Terminons ce deuxième abécédaire, si vous le voulez bien, par un essai ; genre de livres que j’ai un peu délaissé le temps de cette exploration alphabétique de la collection l’imaginaire. Spécialiste du conte et de la littérature pour la jeunesse, Jack Zipes analyse ici la portée sociale des contes de fées, qu’ils soient classiques ou contemporains. Après les analyses freudiennes d’un Bettelheim, voici donc venues les analyses idéologiques.

Dans un premier temps, Zipes montre avec une certaine acuité la manière dont les auteurs classiques (Perrault, Grimm et Andersen) ont transformé les contes populaires traditionnels afin d’établir un modèle de civilisation conforme à celui des classes dirigeantes. En s’appuyant sur des exemples précis, il montre comment Perrault, par exemple, a rédigé ses contes de manière à proposer aux enfants un modèle culturel qui est celui de la bourgeoisie de Cour (classe à laquelle appartenait Perrault). Si de nombreux contes semblent offrir aux jeunes filles pauvres les possibilités d’une ascension sociale, il faut d’abord qu’elles se conforment au modèle dominant de l’aristocratie. Elles doivent être belles, coquettes, discrètes, dévouées, loyales et obéissantes à leurs maris. Ce sont les « vertus » féminines qu’exalte Perrault tandis que les « vertus » masculines sont le courage, l’intelligence et l’adresse. Les femmes ne doivent être sensibles qu’à ces qualités et oublier l’âge ou la laideur de l’homme (Cf. La belle et la bête, Riquet à la houppe…). L’exemple le plus frappant que cite Zipes est celui du Petit chaperon rouge. Alors que le conte originel vient des sociétés médiévales matriarcales et témoignait d’un rituel initiatique pour les jeunes filles (dans la version d’origine, l’héroïne mange littéralement le corps de sa grand-mère : la petite paysanne prouve qu’elle est assez forte pour remplacer son aïeule), Perrault en fait un conte d’avertissement où les jeunes filles sont sommées de taire leurs désirs naturels (les bois, le loup…) et de les brider. En ce sens, il s’inscrit totalement dans un processus historique où le pouvoir cherche à contrôler totalement les femmes (c’est l’époque des procès en sorcellerie et de la chasse aux hérétiques).

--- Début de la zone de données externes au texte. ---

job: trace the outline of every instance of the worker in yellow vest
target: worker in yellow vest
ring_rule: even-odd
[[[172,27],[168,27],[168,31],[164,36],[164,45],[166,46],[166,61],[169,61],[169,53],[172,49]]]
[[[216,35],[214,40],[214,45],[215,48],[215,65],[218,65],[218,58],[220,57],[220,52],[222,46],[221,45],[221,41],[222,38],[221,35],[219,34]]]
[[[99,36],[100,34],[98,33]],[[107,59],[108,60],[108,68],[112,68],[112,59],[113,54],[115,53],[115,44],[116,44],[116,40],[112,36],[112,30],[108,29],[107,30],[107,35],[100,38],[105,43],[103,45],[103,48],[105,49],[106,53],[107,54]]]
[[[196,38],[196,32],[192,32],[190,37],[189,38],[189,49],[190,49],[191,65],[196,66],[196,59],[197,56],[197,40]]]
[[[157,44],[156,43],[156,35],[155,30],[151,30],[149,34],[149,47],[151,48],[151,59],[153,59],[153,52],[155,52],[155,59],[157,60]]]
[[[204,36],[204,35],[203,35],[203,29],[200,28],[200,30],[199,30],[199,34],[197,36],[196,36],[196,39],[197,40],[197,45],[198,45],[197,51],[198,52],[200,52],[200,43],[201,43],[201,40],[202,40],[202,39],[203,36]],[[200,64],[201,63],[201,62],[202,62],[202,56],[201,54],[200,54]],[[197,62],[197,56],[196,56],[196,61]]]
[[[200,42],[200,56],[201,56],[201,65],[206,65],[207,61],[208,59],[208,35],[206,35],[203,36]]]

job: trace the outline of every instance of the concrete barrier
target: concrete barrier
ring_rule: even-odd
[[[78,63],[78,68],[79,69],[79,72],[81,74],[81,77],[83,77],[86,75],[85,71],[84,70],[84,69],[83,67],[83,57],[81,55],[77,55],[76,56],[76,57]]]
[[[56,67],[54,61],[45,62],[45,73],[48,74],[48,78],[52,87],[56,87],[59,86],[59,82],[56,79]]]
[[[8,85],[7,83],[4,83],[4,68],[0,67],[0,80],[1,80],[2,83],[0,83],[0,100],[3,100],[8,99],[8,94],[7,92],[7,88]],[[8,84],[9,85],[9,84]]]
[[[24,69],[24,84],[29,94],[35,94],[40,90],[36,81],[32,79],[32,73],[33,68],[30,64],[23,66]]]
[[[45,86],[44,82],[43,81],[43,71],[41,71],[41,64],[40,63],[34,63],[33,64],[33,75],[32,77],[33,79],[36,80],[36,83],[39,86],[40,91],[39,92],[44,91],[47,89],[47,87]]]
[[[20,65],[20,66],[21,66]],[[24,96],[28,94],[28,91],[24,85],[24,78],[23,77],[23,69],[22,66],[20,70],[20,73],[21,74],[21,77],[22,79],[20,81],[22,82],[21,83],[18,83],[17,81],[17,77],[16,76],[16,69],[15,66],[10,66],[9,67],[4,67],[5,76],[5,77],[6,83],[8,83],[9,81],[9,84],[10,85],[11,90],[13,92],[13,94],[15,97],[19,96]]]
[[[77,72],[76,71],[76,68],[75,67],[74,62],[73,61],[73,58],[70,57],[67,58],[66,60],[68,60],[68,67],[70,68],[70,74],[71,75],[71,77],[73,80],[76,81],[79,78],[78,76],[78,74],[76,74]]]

A quelques nuances près, on retrouve cette même volonté de transformer les contes populaires en « armes » de socialisation chez les frères Grimm afin de permettre aux enfants du monde entier d’intérioriser les normes et valeurs de la classe bourgeoise. Je n’entre pas dans les détails mais la démonstration est assez probante.

Tout aussi intéressante est la manière qu’a Zipes de décrypter les contes d’Andersen et de souligner à quel point ils sont garants de l’ordre existant. Pourtant, Andersen vient d’un milieu pauvre et l’essayiste montre que son discours est celui du « dominé ». Mais chez l’auteur de la petite sirène, jamais l’ordre social n’est contesté même si la Providence peut intervenir et extirper un « vilain petit canard » de son milieu d’origine et lui faire gagner des galons. La résignation est toujours de rigueur.

Lorsqu’il se contente de déchiffrer le discours sous-jacent des contes de fées, Zipes est assez passionnant et très pertinent. Malheureusement, on se rend vite compte que ce n’est pas ce jeu avec l’inconscient politique qui gêne l’auteur, mais la manière dont il ne sert qu’une classe favorisée. Or ce qu’il veut, ce sont des contes aussi édifiants mais pour la « bonne cause ». Notre intellectuel gentiment de gauche, forcément féministe et écologiste bienveillant nous propose alors de nous emballer pour des contes « subversifs » dont le contenu, à quelques rares exceptions près (j’aime bien l’analyse des contes d’Oscar Wilde que Zipes défend avec réserves), semble totalement cucul et aussi moralisateur (même si c’est avec des visées différentes) que ceux de Perrault, Grimm et Cie.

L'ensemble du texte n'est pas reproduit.